Artist Doug Aitken’s interdisciplinary vision has been growing ever more ambitious, risky and high profile, especially in the past few years which saw him mirror-coat a desert house, create the illusion of infinite gold in an urban bank vault, and locate projects under the sea, up in the air and on board a cross-country train.
Just this month, Aitken delivered an inspirational Visions & Voices talk on his career to a sold-out (tickets were free, but still) audience at USC at the invitation of their School of Architecture’s Hadrian Predock; and this weekend (November 16) Aitken will be among the distinguished talents honored at the ArtCenter Alumni Awards — for “Lifetime Achievement,” though he’s just 51 years old.
The Weekly took the opportunity afforded by this confluence of accolades to speak with Aitken from his Venice studio — precisely on the topics of how design, industry and architecture itself figure so prominently across nearly all his work, from cinematic setting and symbolism, to site-specific immersions, to the absolutely ordinary.
“Picking up on that frequency, I do think there is an architectural context for all my work — even the dematerialized,” Aitken says. “I address structure and form in different ways, including time-based, sonic, and projected narrative — not only the physical, but the definition of architectural ideas.”
Often his projects are inspired by the untapped ontological potential of the mundane architecture of the suburban sprawl of sameness, leading him to “seek out the house you’d never remember if you drove by it 10,000 times. I’m asking, how can we look at architecture that we no longer even see?”

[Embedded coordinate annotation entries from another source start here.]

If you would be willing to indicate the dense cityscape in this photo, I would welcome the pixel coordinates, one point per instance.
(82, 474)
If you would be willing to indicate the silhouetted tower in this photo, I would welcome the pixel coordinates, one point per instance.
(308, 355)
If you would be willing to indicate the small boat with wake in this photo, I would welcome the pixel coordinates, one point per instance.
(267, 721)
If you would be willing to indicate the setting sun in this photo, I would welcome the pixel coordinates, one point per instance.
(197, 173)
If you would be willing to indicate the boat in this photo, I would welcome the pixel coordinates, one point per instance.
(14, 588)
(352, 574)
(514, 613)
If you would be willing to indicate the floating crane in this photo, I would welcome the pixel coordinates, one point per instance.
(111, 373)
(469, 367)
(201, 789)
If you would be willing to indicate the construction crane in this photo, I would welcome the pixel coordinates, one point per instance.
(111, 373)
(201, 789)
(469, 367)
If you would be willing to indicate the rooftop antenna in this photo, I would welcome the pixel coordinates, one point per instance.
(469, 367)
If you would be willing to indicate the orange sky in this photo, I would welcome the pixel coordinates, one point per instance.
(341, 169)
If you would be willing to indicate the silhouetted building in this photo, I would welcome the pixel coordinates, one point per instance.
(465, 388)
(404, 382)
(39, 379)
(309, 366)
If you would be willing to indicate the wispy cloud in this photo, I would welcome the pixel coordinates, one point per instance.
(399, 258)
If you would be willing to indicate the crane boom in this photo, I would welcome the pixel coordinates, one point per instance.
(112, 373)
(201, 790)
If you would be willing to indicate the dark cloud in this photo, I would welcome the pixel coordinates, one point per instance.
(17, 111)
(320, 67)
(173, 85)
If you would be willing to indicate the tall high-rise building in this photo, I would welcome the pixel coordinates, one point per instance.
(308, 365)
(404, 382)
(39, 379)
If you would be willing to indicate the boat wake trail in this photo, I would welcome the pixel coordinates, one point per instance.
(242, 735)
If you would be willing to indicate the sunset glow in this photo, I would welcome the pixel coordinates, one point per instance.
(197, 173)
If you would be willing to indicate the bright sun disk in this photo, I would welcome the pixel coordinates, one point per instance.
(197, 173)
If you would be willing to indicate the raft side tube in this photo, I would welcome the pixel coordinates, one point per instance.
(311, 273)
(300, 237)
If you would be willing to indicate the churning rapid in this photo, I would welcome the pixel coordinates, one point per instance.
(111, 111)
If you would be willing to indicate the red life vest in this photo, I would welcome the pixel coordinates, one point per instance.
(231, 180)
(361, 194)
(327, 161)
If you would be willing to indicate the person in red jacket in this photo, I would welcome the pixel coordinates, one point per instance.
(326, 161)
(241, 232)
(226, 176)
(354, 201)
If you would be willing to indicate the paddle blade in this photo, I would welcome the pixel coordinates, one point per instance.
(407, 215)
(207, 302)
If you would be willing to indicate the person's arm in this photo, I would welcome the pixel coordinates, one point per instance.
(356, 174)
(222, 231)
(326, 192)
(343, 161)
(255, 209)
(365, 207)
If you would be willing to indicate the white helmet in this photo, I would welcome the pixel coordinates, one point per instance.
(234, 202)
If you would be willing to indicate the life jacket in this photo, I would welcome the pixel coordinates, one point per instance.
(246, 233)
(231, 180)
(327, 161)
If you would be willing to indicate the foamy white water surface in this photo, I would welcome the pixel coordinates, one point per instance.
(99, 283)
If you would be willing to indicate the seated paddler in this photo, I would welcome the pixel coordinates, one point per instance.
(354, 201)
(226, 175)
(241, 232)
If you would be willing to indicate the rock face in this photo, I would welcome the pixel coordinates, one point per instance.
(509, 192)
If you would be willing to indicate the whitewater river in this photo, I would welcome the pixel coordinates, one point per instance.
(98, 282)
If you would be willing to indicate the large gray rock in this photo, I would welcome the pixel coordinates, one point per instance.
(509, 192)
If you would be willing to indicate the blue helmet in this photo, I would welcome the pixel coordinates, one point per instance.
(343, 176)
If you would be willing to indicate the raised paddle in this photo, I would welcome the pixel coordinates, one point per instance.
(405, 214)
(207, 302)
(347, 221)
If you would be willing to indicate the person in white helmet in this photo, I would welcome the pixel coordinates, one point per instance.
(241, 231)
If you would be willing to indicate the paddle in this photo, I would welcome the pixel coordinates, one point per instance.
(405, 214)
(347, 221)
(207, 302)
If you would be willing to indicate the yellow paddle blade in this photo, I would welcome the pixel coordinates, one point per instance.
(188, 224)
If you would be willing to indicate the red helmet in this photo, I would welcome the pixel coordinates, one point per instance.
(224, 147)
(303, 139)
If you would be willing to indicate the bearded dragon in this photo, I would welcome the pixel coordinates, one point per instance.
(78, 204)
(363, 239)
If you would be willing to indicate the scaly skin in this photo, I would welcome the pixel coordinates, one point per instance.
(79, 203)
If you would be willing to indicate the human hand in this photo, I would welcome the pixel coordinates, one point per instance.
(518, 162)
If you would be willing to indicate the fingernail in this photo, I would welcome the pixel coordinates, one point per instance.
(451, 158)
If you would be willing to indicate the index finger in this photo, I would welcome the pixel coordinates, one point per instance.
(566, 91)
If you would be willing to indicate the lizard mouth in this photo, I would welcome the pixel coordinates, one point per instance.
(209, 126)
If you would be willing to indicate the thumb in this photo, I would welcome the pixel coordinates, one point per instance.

His Palm Springs work “Mirage” — better known as the Desert X mirror house — represented a kind of distillation of the essence of a ubiquitous but unremarkable structure. “If I remove the contents,” Aitken says, “the things that make it human, what’s left are all transitional spaces. It becomes, not itself, but rather everything around it. It’s no longer static.”
One could argue he did the same with the concrete floor of MOCA Geffen which he “excavated” for a project during his survey there a couple of years ago, which calls a variety of L.A. archaeology. As well, his special project during Frieze Week earlier this year, “Don’t Forget to Breathe,” in which he installed a series of kinetically illuminated figurative sculptures in an empty strip mall space on Santa Monica Boulevard, across from his gallery home at Regen Projects. Similarly to the conceptual and aesthetic elevation of a gated community in the desert, this activation created a surprising and active node for unexpected mindful attention and shared experience.
While these projects certainly subvert the dominion of the “white box” gallery space, none more so than the “Station to Station” on-board train project, a sort of rolling performance system punctuated with one-night micro-festivals along the way. Or, for that matter, “Underwater Pavilions,” which was installed off the coast of Catalina, and which required scuba certification to visit. More recently, he created a project for an art foundation in Connecticut which linked several of their satellite sculpture parks along a hot air balloon route, at which cultural gatherings attended their landings.
In all these and other projects in this mode, Aitken is betting that we long to escape our comfort zones as much as he does. Our own will to adventure is as essential to the success of Aitken’s work as anything he accomplishes even with his advanced skills and masterful collaborators. “Pull over! Ask questions,” he says. He’s interested in, “the possibility for art to be a discovery, for the viewer to seek it out, to bring themselves to it.” Even if that means learning to scuba.
“Art is viewed so often within predetermined physical parameters that inhibit cultural expressions,” Aitken observes. “I am interested in different parameters. In weightlessness and depth perception, color shifts, a sense of letting go, a state of constant flux. How much greater is the world than anything we could create synthetically. Working this way has shattered what I thought I knew about the world. I want to see how far we can take it — philosophy, material, location. I’m restless.”